Thereafter, the Cuban regime blocked all her communications with professional colleagues abroad, intercepted and read all her personal correspondence, tapped her telephone and put her under surveillance. She even received anonymous phone threats. The regime attempted to undermine her reputation in Cuba and "to create confusion and disinformation abroad about [her] work,'' happily without much success. Most recently, she was refused an exit permit to visit her son, also a physician, who lives in Buenos Aires with his Argentine wife. From a woman deeply involved in the revolutionary process, she has suddenly become a non-person.

Since her departure, the International Center for Neurological Reconstruction has completely lost contact with the international scientific community. The foreign contacts it maintains are driven strictly by the need to generate money from abroad. Servimed, the Cuban government agency in charge of recruiting foreign patients, now works hand in glove with unscrupulous tour operators and foreign physicians (many trained in Cuba) to funnel unsuspecting patients to the island. Close by are a gaggle of foreign politicians, businessmen and diplomats who skim off resources in their role as Servimed's advance men and propagandists. Let those who contemplate medical treatment in Cuba, the author seems to say, beware.

The document which follows begins with a general survey of medical conditions in Cuba since the Soviet Union's collapse. From there, it turns to an extensive discussion of the conditions in the author's hospital and the difficulties that eventually led to her resignation. Finally, it concludes with a brief survey of other Cuban hospitals, about which the author has some professional knowledge, presumably through her still wide network of professional contacts in Cuba .

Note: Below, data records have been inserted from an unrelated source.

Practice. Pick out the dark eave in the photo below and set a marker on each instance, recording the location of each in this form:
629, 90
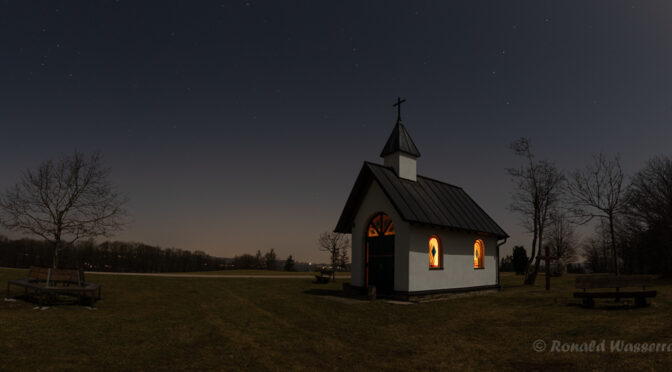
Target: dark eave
426, 201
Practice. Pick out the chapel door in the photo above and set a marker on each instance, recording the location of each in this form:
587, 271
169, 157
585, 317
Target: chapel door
380, 253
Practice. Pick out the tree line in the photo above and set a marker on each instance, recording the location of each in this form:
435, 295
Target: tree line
633, 220
107, 256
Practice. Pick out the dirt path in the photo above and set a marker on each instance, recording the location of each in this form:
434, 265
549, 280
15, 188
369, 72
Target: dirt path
231, 276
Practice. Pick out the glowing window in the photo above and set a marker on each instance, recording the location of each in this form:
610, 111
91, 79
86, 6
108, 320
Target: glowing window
479, 252
381, 224
435, 253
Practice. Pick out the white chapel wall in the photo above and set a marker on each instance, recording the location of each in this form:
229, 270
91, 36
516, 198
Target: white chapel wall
376, 201
458, 260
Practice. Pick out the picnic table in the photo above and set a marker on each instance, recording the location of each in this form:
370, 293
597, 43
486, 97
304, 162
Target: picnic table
590, 283
48, 283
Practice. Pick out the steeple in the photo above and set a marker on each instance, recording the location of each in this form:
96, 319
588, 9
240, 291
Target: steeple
400, 141
400, 152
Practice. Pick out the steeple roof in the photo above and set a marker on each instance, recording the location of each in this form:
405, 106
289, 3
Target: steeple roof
401, 141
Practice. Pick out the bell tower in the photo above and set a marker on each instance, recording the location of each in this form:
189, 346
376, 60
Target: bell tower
400, 152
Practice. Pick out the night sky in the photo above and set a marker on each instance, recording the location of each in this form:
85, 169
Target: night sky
241, 125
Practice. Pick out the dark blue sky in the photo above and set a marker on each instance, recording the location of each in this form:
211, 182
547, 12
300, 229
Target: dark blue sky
237, 126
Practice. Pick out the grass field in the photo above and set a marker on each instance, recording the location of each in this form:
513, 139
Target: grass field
156, 323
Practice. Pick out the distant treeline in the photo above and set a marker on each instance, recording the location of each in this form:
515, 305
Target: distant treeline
107, 256
130, 257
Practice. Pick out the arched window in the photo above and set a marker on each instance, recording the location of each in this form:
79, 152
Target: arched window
479, 253
435, 253
381, 224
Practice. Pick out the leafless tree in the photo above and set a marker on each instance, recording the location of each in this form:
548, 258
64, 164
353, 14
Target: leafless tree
538, 185
561, 239
335, 244
598, 191
63, 201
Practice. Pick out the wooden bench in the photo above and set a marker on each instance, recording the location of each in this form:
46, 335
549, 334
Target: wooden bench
48, 282
595, 282
324, 276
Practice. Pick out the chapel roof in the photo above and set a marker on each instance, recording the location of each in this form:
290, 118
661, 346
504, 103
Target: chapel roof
425, 201
400, 140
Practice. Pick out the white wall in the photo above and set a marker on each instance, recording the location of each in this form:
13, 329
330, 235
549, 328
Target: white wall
375, 202
458, 260
404, 165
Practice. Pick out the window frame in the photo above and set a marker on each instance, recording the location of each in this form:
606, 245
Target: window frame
440, 252
481, 256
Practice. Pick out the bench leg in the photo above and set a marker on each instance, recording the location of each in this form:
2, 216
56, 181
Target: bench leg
588, 302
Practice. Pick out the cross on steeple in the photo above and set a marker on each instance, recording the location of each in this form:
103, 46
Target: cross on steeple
398, 104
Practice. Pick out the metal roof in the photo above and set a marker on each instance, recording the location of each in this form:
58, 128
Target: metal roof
400, 140
426, 201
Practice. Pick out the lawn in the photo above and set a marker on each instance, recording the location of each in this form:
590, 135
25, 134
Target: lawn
158, 323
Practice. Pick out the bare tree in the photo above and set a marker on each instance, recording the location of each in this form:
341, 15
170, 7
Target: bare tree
561, 239
336, 244
597, 191
63, 201
538, 185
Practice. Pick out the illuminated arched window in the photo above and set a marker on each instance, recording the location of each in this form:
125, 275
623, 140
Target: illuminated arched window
435, 254
479, 253
381, 224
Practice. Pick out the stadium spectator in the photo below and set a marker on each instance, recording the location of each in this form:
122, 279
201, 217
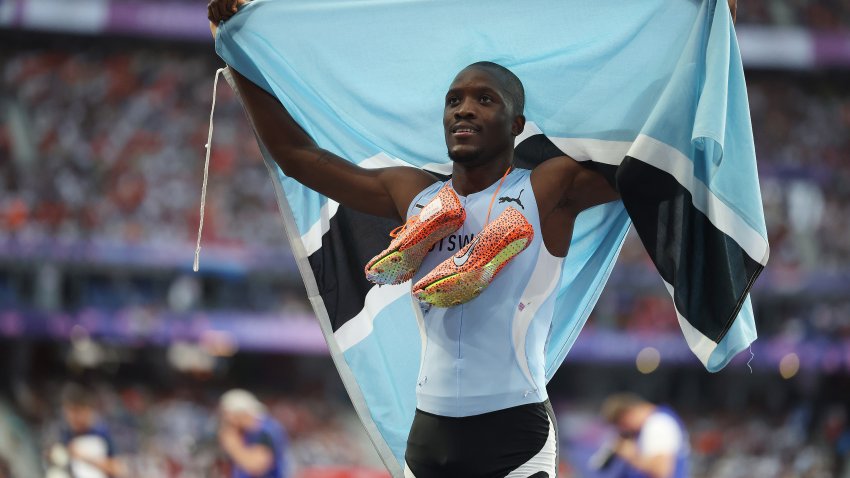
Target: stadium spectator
255, 443
652, 440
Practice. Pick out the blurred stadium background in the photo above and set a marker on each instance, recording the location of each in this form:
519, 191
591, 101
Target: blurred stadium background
103, 117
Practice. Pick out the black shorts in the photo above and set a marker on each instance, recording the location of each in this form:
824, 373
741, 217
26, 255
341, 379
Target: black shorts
519, 442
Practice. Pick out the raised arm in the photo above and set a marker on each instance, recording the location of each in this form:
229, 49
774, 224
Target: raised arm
564, 188
385, 192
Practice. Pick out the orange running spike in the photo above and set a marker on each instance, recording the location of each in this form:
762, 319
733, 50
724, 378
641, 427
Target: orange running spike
465, 275
442, 216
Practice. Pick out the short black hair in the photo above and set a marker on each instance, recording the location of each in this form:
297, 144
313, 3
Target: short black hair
511, 84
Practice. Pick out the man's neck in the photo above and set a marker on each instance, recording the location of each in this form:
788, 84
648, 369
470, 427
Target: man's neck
472, 178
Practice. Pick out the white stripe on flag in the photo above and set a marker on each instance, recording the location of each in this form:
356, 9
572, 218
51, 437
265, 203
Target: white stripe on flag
359, 327
312, 239
699, 344
669, 159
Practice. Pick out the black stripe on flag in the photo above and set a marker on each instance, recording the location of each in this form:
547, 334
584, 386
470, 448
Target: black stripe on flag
710, 273
353, 238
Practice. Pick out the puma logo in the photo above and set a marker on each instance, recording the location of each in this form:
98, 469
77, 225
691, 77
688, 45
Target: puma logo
510, 199
460, 261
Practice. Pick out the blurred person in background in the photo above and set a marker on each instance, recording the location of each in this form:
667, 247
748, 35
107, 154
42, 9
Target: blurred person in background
652, 443
85, 449
255, 443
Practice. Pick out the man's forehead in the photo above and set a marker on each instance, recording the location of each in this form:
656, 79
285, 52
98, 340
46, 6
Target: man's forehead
479, 77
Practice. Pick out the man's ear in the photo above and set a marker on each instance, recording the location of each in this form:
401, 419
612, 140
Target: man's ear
518, 125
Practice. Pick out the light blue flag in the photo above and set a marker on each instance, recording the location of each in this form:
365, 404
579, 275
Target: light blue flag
651, 94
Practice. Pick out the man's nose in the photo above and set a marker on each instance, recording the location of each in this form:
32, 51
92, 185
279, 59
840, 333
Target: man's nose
465, 109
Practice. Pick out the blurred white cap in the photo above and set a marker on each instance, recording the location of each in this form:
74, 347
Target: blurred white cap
238, 400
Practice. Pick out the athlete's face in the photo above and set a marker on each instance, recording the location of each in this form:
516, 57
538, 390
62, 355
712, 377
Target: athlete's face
478, 118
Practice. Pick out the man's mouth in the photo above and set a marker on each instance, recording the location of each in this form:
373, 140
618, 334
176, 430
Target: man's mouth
464, 130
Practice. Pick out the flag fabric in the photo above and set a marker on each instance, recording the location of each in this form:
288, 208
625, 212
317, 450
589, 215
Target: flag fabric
651, 94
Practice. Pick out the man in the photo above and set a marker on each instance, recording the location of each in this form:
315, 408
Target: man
86, 440
254, 441
482, 407
653, 442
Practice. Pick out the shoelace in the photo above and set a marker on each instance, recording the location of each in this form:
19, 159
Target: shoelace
400, 229
197, 261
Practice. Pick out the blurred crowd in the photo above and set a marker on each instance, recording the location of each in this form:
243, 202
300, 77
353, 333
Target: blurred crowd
110, 146
172, 435
816, 14
726, 444
100, 145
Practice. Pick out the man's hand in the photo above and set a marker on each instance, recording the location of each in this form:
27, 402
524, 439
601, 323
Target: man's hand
221, 10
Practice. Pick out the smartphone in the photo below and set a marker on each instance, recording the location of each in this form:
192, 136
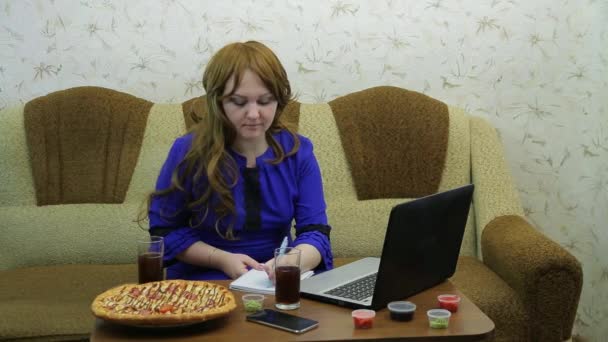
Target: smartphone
282, 320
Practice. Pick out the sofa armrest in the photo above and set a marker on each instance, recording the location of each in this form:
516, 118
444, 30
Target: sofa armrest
544, 274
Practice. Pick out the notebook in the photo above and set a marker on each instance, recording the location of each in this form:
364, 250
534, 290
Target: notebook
420, 250
255, 281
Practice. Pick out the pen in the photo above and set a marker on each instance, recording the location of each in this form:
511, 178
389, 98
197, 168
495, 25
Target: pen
283, 246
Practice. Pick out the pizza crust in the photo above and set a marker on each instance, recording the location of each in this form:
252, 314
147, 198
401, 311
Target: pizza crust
167, 302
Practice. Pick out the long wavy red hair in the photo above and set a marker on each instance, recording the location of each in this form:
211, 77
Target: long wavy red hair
208, 162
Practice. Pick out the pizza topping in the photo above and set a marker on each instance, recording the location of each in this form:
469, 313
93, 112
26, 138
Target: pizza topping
168, 298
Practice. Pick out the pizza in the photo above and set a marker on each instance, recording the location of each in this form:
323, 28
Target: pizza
167, 302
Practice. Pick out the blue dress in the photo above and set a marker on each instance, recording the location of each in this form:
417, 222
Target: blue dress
267, 199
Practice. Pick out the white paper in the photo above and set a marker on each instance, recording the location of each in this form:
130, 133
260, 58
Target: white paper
255, 281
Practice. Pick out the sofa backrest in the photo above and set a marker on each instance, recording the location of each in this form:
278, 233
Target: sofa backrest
92, 232
105, 232
359, 225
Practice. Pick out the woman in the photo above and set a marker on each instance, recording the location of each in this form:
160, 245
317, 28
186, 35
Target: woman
229, 190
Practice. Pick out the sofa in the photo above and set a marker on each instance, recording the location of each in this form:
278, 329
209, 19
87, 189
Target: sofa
76, 165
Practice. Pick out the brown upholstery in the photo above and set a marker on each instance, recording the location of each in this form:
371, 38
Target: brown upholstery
494, 297
395, 141
196, 108
72, 286
84, 143
529, 262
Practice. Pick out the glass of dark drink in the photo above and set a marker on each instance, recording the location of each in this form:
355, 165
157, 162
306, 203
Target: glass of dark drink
287, 277
150, 259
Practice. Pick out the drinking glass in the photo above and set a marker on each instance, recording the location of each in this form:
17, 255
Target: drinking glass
287, 276
150, 259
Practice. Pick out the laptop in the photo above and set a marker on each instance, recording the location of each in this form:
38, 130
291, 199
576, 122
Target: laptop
421, 249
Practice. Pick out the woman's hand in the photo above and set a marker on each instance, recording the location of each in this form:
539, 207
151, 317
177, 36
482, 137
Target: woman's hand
269, 268
235, 265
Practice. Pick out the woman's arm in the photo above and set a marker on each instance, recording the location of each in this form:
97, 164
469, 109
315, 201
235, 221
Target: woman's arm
202, 254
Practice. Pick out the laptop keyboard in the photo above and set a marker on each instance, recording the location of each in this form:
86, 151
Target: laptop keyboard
357, 290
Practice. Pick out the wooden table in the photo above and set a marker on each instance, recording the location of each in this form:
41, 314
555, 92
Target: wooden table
335, 324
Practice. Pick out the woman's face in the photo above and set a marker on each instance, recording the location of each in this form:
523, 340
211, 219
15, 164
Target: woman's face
251, 108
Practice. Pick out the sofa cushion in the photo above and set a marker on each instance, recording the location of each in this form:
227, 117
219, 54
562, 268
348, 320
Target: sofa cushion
34, 310
69, 234
395, 141
494, 297
84, 143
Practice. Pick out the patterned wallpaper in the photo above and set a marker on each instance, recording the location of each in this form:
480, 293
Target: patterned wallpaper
536, 69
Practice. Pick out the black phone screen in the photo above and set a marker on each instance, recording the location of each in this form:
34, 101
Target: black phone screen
283, 320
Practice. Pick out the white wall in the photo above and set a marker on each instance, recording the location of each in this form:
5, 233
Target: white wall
536, 69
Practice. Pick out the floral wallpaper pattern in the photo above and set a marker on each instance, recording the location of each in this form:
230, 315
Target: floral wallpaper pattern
536, 69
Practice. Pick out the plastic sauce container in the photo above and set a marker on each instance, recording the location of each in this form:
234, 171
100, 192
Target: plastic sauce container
439, 318
253, 302
402, 311
363, 318
449, 302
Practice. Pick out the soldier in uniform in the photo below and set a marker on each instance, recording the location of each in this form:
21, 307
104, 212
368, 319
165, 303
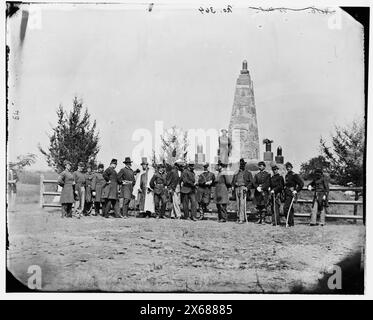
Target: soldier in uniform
242, 183
80, 182
126, 177
261, 184
88, 190
188, 190
67, 182
222, 183
110, 191
173, 186
98, 183
293, 184
158, 186
277, 184
320, 184
205, 181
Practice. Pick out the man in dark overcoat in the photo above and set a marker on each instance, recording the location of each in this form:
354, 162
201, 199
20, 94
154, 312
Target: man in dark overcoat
126, 176
188, 191
293, 185
205, 181
110, 191
261, 183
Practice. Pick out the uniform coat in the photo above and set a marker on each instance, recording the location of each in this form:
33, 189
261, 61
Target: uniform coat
222, 183
88, 186
110, 191
98, 183
261, 179
66, 181
204, 190
126, 178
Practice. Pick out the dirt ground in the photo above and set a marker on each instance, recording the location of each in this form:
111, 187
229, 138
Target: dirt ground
149, 255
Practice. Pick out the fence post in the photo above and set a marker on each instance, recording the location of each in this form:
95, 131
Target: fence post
41, 191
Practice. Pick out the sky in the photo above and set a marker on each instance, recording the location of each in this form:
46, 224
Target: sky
132, 67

This testimony does not make for light reading. More than just a report on a medical crisis, this is a remarkable exercise in self-revelation. A woman fully committed to Communist ideals came to see over time that "the problems which, in [her] naiveté, [she] had attributed for years to individual errors, were part and parcel of a larger system, one with neither scruples nor any sense of ethics." She continues, "Let those who read these pages do with the information what they consider best. I am not moved by any personal interest, much less desire for revenge. But I do consider it my obligation as a physician to defend both ethics and truth." Both are well-served by this timely, courageous and revealing document.

Mark Falcoff is Resident Scholar in Foreign Policy at the American Enterprise Institute in Washington, DC. He was a professional staff member with responsibility for Latin America of the Senate Foreign Relations Committee in the Ninety-ninth congress, and has taught at the universities of Illinois, Oregon, and California (Los Angeles). He is the author of Small Countries, Large Issues, A Tale of Two Policies, and Modern Chile: A Critical History.